I feel a bit guilty about not helping her with a lawyer because I don't want to come across as the bad guy who is trying to f- her over, which is I know what she will tell everyone. 

I guess I just wanted to get this off my chest by talking about it here and to ask if anyone else wants to share their experience with attorney expenses during their divorce?

Thanks,


----------



## honcho (Oct 5, 2013)

Each and every state is different, in my state one lawyer cant do a co-divorce, they can only give advice and represent one person. They cant even answer a simple legal question for the other spouse. 

She can petition to court to have her attorney paid with marital funds and again it really depends on the state and the overall finances. She is entitled to legal representation and she could ask the state to assign legal help if no funds are available. 

If you make twice what she does she will most likely receive more than what you are offering and your lawyer should have already given you a pretty good idea of what that is.

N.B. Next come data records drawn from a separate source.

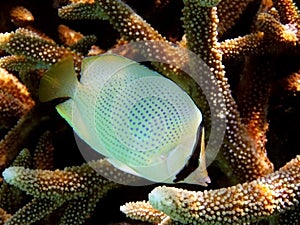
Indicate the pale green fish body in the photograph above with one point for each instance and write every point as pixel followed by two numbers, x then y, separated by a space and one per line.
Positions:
pixel 142 122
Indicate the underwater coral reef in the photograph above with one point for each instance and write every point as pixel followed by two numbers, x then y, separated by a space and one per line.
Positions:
pixel 252 50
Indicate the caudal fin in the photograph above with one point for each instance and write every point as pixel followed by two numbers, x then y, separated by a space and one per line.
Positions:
pixel 59 81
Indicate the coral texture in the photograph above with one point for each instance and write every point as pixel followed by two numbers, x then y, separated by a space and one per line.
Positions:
pixel 252 50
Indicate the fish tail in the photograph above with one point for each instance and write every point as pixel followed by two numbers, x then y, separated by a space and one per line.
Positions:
pixel 59 81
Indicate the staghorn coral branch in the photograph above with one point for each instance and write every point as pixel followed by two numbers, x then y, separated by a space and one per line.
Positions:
pixel 228 12
pixel 12 198
pixel 143 211
pixel 4 216
pixel 239 47
pixel 244 203
pixel 14 140
pixel 51 189
pixel 35 47
pixel 33 211
pixel 15 99
pixel 58 184
pixel 202 39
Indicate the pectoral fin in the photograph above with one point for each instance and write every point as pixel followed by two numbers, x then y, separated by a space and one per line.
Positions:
pixel 59 81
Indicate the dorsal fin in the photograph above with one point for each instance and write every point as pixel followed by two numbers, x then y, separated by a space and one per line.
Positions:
pixel 59 81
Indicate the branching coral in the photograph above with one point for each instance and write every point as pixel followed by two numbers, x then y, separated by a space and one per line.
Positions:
pixel 244 68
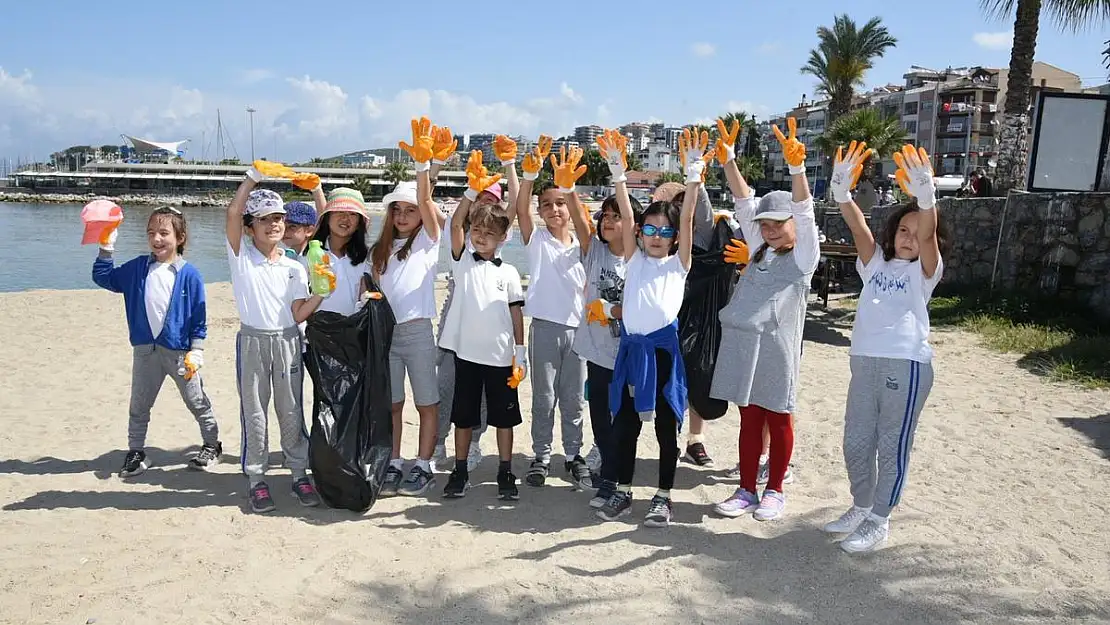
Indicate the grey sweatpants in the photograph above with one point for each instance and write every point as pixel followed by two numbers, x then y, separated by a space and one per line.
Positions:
pixel 269 363
pixel 885 401
pixel 150 364
pixel 445 375
pixel 557 376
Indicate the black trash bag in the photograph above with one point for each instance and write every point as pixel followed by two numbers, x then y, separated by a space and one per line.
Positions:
pixel 352 427
pixel 708 288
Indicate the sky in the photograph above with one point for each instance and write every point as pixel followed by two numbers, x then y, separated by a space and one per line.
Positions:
pixel 350 77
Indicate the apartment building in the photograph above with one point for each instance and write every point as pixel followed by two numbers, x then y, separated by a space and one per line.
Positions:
pixel 586 135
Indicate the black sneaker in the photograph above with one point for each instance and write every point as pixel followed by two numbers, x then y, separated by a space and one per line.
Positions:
pixel 208 457
pixel 457 485
pixel 578 473
pixel 537 473
pixel 506 486
pixel 260 499
pixel 305 492
pixel 391 482
pixel 697 454
pixel 134 463
pixel 618 505
pixel 658 513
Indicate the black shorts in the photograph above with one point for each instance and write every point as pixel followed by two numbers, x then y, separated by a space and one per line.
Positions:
pixel 503 409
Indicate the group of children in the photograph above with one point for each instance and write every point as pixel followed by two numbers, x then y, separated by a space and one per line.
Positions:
pixel 604 298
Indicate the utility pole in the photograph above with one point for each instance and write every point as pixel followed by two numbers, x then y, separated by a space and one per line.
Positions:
pixel 251 112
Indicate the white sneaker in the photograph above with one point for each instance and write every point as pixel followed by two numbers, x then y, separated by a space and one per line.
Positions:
pixel 594 460
pixel 474 457
pixel 770 506
pixel 848 521
pixel 870 535
pixel 740 503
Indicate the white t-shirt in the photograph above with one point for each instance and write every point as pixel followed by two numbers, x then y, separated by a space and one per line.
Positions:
pixel 654 291
pixel 892 316
pixel 160 279
pixel 410 284
pixel 480 326
pixel 557 279
pixel 265 290
pixel 344 299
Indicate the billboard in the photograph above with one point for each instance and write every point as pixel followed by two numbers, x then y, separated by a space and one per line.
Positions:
pixel 1069 145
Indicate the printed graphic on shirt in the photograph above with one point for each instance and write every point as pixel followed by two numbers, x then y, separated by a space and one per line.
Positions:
pixel 609 285
pixel 885 283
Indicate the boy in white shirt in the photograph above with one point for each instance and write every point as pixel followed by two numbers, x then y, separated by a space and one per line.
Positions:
pixel 271 293
pixel 485 330
pixel 555 302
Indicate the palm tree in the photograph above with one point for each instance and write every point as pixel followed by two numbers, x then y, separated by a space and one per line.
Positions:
pixel 396 172
pixel 881 134
pixel 1013 130
pixel 843 57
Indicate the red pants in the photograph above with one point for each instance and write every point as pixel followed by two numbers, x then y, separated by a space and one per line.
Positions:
pixel 753 419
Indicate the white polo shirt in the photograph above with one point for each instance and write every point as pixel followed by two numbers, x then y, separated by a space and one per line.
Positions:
pixel 480 326
pixel 410 284
pixel 265 290
pixel 654 291
pixel 557 280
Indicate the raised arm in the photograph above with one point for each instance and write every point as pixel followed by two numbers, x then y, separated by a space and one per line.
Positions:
pixel 726 154
pixel 533 162
pixel 567 172
pixel 846 171
pixel 422 151
pixel 915 175
pixel 693 151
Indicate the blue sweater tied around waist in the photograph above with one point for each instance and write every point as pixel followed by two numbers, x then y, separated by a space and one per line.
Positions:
pixel 636 366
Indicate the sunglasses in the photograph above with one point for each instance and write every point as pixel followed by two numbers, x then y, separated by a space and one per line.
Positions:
pixel 666 231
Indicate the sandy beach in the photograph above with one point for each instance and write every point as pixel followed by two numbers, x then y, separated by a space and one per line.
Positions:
pixel 1005 517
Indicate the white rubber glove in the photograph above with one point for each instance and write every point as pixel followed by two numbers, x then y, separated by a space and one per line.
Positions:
pixel 694 168
pixel 921 184
pixel 522 359
pixel 110 245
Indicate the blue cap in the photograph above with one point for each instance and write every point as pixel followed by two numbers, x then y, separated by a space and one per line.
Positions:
pixel 300 213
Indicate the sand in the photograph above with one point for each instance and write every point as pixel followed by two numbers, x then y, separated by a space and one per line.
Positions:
pixel 1003 518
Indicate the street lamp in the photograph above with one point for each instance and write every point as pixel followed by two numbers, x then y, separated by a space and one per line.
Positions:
pixel 250 111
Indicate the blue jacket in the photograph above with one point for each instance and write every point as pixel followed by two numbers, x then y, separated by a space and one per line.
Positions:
pixel 635 366
pixel 187 318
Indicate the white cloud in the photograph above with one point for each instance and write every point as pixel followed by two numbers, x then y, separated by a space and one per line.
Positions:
pixel 747 107
pixel 994 40
pixel 256 74
pixel 304 116
pixel 703 49
pixel 768 48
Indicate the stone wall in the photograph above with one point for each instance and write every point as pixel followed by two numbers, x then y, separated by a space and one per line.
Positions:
pixel 1055 243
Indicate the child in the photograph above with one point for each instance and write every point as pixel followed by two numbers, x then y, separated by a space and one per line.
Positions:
pixel 760 344
pixel 485 330
pixel 597 340
pixel 445 372
pixel 891 361
pixel 271 293
pixel 300 227
pixel 404 260
pixel 341 230
pixel 555 303
pixel 648 372
pixel 163 298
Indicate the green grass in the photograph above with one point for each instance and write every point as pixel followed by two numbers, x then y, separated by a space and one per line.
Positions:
pixel 1056 339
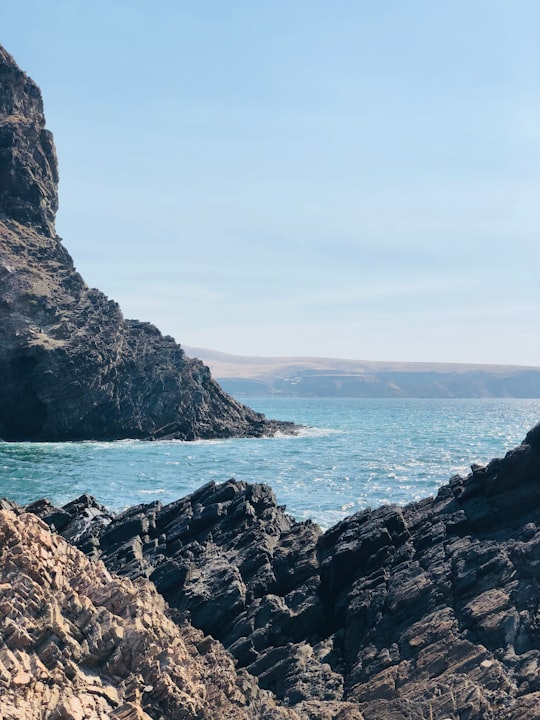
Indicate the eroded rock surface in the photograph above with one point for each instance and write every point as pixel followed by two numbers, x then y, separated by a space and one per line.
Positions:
pixel 428 610
pixel 79 644
pixel 72 367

Legal fees are the great abyss in divorce. Until she talks to a lawyer she and get a good idea of what she may or may not get most of your discussions are going to be futile. 

Every lawyer is different with how they want to get paid, some want a huge retainer, some are realistic, some will put clients on the easy pay plan if they think there is going to be a large payout at the end. All depends.


----------



## Pluto2 (Aug 17, 2011)

In my state attorney's only represent one person. My ex and I agreed on most of the terms of our separation agreement and I had my attorney draft it. I offered to pay for one hour's worth of time for an independent attorney consultation for him (and had that in the agreement). He refused. He wasn't working at the time but there was never a chance that I would pay support to him.

I put it in the agreement so if he objected to anything later on and tried to argue that he didn't have an attorney to explain the terms correctly I would be protected.


----------



## happy as a clam (Jan 5, 2014)

You could both hire ONE mediator to resolve your case. That would save money all the way around.

Of course, if I were you, I would still hang onto my lawyer to look things over and make sure I'm getting a fair deal. Her getting her own lawyer is HER problem, not yours. Let her borrow money from a family member.

Welcome to the real world, wife.


----------



## OneManBand (Jan 2, 2013)

Thank you for the replies and advice.

My lawyer has given me some idea, but has basically said it could turn out very good or bad. Which has not given me a great amount of confidence to be honest.

We could try a mediator, but I know from my experience with my wife that she may agree with something and then ask for more later. That is what she has been doing for a long time. 

She is now very angry with me and is saying that we had agreed on everything and why are you doing this now? I would like everything to go as smoothly as possible, but I just want to be done with all of this as soon as I can. 

Also, I don't think the reality that I am really ending our marriage has sunk in with her. She still asks me to stop by the store to pick something up for her, for example. 

Anyway, maybe I have made the more expensive choice, but I guess it is a choice and I don't feel like I am waffling anymore.


----------



## EleGirl (Dec 3, 2011)

As others have said, you can ask the court that her legal fees be paid out of marital assets. This holds in just about every state.

You talk about paying some child expenses but not child support. You will most likely have to pay child support. 

Your do not even mention assets. She’s most likely entitled to 50% of the assets accrued during your marriage.

If you both get attorneys, one of the first things that hers will most likely do it file for interim spousal support and child support. Basically you could end up having to give half or more of your income to her until the divorce is final. It can take months, even years, to settle a divorce. 

In some states you will have to pay spousal support for about half the period of the marriage.

To me, it sounds like you may be offering much less than she can get if you go through attorneys. And on top of that you will be pay yours and her attorneys since you earn twice what she does.

What sort of a retainer is your attorney asking? Multiply that by 2. That's just the starting point of what you will be paying in legal fees.

Other than the above general statements, it's hard to give much advice without knowing the state you live in.

What are your state laws about alimony, child support, and asset/debt division?


----------